Forgiveness can be difficult, especially when something tragic and painful has occurred.

In the faith-based film Healing River, a woman’s son is killed by a drug-addicted young man, leaving the mother enraged with the boy. Throughout the movie, she’s challenged with cultivating the strength to forgive her son’s murderer.

Local actor Michael Wilhelm plays Father Peter, a Catholic priest and brother of the woman who lost her son.

Director puts himself in the movie

According to Wilhelm, his character was much like the director and writer Mitch Teemley himself.

“It was like the author putting himself into the script,” Wilhelm said. “I knew Mitch, so I was finding the kind of attitude he had and his cerebral way of communicating, yet in a very lighthearted way. I was just buddying around with Mitch to understand how he operated so I could then operate with that quality.”

The priest makes several references to many sci-fi and Beatles references — in other words, the gospel according to modern culture, according to Wilhelm.
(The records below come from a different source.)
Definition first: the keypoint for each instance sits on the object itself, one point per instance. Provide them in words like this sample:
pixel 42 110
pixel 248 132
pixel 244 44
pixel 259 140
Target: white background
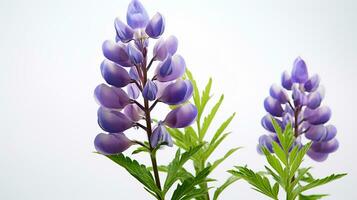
pixel 50 55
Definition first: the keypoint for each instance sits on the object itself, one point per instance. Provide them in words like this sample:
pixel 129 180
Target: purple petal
pixel 156 26
pixel 273 107
pixel 116 52
pixel 112 143
pixel 177 92
pixel 113 121
pixel 114 74
pixel 312 84
pixel 111 97
pixel 299 73
pixel 124 32
pixel 178 69
pixel 182 116
pixel 279 94
pixel 136 16
pixel 150 90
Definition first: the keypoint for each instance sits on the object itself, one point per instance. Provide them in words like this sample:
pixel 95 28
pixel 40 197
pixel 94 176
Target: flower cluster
pixel 303 111
pixel 126 66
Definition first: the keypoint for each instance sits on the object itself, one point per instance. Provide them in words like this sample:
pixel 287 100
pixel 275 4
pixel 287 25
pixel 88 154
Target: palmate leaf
pixel 228 182
pixel 189 185
pixel 138 171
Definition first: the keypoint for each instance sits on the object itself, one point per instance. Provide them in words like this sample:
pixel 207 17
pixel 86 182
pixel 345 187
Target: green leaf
pixel 189 185
pixel 228 182
pixel 208 119
pixel 138 171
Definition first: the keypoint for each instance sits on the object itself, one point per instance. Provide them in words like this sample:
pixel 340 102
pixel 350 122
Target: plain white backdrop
pixel 50 55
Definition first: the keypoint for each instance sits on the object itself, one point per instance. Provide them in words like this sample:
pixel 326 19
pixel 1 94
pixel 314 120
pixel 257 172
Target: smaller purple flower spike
pixel 111 97
pixel 279 94
pixel 112 143
pixel 156 26
pixel 133 91
pixel 160 136
pixel 178 69
pixel 299 73
pixel 273 107
pixel 124 32
pixel 150 90
pixel 113 121
pixel 133 112
pixel 136 16
pixel 286 81
pixel 135 54
pixel 177 92
pixel 312 84
pixel 117 53
pixel 114 74
pixel 182 116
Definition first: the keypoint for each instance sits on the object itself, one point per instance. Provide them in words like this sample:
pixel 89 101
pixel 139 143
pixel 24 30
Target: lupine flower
pixel 303 110
pixel 127 65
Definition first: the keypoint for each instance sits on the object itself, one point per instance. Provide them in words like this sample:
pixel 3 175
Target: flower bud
pixel 135 55
pixel 113 121
pixel 299 73
pixel 160 136
pixel 182 116
pixel 312 84
pixel 178 69
pixel 286 81
pixel 133 112
pixel 156 26
pixel 111 97
pixel 124 32
pixel 273 107
pixel 136 16
pixel 114 74
pixel 279 94
pixel 112 143
pixel 116 52
pixel 150 90
pixel 177 93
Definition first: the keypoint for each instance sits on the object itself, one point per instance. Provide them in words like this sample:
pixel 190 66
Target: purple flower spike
pixel 160 136
pixel 279 94
pixel 150 90
pixel 177 93
pixel 178 69
pixel 112 143
pixel 111 97
pixel 137 17
pixel 156 26
pixel 318 157
pixel 135 55
pixel 268 124
pixel 114 74
pixel 286 81
pixel 312 84
pixel 273 107
pixel 113 121
pixel 116 52
pixel 133 91
pixel 299 73
pixel 319 116
pixel 182 116
pixel 124 32
pixel 166 67
pixel 325 147
pixel 314 100
pixel 133 112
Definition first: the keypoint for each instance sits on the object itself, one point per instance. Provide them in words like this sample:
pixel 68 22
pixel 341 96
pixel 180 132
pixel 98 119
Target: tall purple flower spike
pixel 303 110
pixel 126 71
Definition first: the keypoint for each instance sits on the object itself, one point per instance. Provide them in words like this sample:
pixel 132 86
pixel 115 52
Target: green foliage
pixel 285 169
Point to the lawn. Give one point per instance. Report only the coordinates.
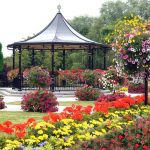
(66, 103)
(19, 117)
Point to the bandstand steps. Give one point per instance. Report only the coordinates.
(15, 92)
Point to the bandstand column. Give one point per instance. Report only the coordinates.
(104, 59)
(89, 57)
(64, 63)
(92, 64)
(33, 60)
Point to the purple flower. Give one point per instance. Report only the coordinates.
(144, 61)
(125, 57)
(143, 50)
(22, 147)
(126, 44)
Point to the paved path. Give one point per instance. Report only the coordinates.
(18, 107)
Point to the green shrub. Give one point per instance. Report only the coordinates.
(39, 101)
(1, 58)
(87, 93)
(39, 77)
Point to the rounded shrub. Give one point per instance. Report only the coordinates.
(87, 93)
(2, 103)
(39, 77)
(39, 101)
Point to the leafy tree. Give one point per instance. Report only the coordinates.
(82, 24)
(1, 58)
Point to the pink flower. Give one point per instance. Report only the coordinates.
(126, 133)
(138, 136)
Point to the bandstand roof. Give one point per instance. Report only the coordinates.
(60, 34)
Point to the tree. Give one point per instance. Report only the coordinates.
(132, 48)
(82, 24)
(1, 58)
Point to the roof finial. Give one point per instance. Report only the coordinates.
(59, 7)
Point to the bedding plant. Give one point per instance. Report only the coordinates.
(77, 124)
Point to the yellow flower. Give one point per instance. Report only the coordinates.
(41, 138)
(103, 130)
(45, 136)
(40, 132)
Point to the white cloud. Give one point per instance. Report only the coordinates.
(22, 18)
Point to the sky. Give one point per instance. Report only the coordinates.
(22, 18)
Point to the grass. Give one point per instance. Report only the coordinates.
(19, 117)
(66, 103)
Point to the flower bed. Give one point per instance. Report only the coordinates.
(87, 93)
(136, 88)
(2, 103)
(74, 124)
(39, 101)
(111, 97)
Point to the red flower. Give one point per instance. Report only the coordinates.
(77, 116)
(8, 130)
(31, 120)
(7, 123)
(136, 145)
(120, 137)
(20, 134)
(138, 135)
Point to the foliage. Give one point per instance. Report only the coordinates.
(136, 88)
(82, 24)
(111, 79)
(71, 76)
(87, 93)
(1, 58)
(89, 77)
(134, 137)
(12, 74)
(38, 77)
(74, 124)
(131, 44)
(2, 103)
(39, 101)
(111, 97)
(92, 77)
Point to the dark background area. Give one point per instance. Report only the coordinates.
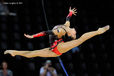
(95, 57)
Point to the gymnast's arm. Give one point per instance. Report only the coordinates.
(71, 12)
(49, 32)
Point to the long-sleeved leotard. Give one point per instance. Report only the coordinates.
(59, 46)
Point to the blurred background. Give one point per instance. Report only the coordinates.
(93, 58)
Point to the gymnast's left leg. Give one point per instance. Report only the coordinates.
(29, 54)
(64, 47)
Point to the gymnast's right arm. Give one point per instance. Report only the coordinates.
(71, 12)
(49, 32)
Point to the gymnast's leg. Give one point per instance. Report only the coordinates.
(64, 47)
(29, 54)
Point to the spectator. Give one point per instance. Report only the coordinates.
(4, 71)
(47, 69)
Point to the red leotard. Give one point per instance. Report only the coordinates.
(54, 47)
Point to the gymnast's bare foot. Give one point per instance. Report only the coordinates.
(11, 52)
(103, 29)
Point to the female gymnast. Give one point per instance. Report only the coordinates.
(58, 46)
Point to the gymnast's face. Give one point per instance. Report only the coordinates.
(72, 33)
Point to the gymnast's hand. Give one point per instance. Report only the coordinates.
(73, 11)
(28, 36)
Wilhelm’s favorite line from the movie is “Justice without mercy is revenge. God doesn’t want that!”

“That’s probably the pivotal point in the whole film,” Wilhelm said.

From California to Cincinnati

Teemley and Wilhelm met out in California while working on a student film together.

“We did this film and it was cute and adorable and kind of funny,” Wilhelm said. “While I was working there, I found out that he was also a fellow believer in Christ, but then we lost touch.”

Twenty years later, Wilhelm and his family relocated and bought a house in Fort Wayne. While packing for the move, he ran across the tape he and Teemley created.

Through Facebook, Wilhelm reconnected with Teemley and discovered he had relocated to Cincinnati. Later, Teemley contacted Wilhelm with an opportunity to work together again.

“He was casting for this film and wanted me to send him a video audition,” Wilhelm said. “I hadn’t seen him in 20 years, and now I’m working for him again.”

Wilhelm said this movie was a joy to work on. He hated to see it end.

“Here I am a local actor in Fort Wayne and I’m going down trying to rub elbows with the arts community in Cincinnati,” Wilhelm said. “I was really intimidated, but they were so fun, gifted, and talented to work with.”

This was the biggest film Wilhelm had ever done, though he’s been featured in several other works.

“I didn’t know very much about how the technical side of it worked since this was the first big-budget piece I’ve ever done,” Wilhelm said. “But I was surprised. It was a treat, like going to Cedar Point for the first time in your life.”

Production took about nine weeks, but Wilhelm wasn’t there the entire time since he was commuting from Fort Wayne.

Filming Forgiveness

Through filming this movie, Wilhelm found that he could go places as a performer he didn’t know he could go to before.

“It’s like swimming in the deep end for the first time,” Wilhelm said.

As a follower of Christ, he realized the power of forgiveness.

“It’s not easy to be able to let it go when you know something wrong happened,” Wilhelm said. “You really have to let go of it to find freedom in life.”

Though this movie has a strong Catholic backdrop, Wilhelm said everyone should see it since it contains a universal message.

“Regardless of denomination, forgiveness is very important,” Wilhelm said. “It just happened to be that we told the story with a Catholic setting.”

Viewers can find Healing River on DVD or Amazon. Wilhelm also believes the movie will be released on other platforms in the future.

Outside of this production, Wilhelm is connected with all for One productions in Fort Wayne. This coming season, all for One will be performing a play he wrote, The Dreadful Journal of Phoebe Weems, as its season opener.

“Life worked out in a way that I couldn’t imagine,” Wilhelm said.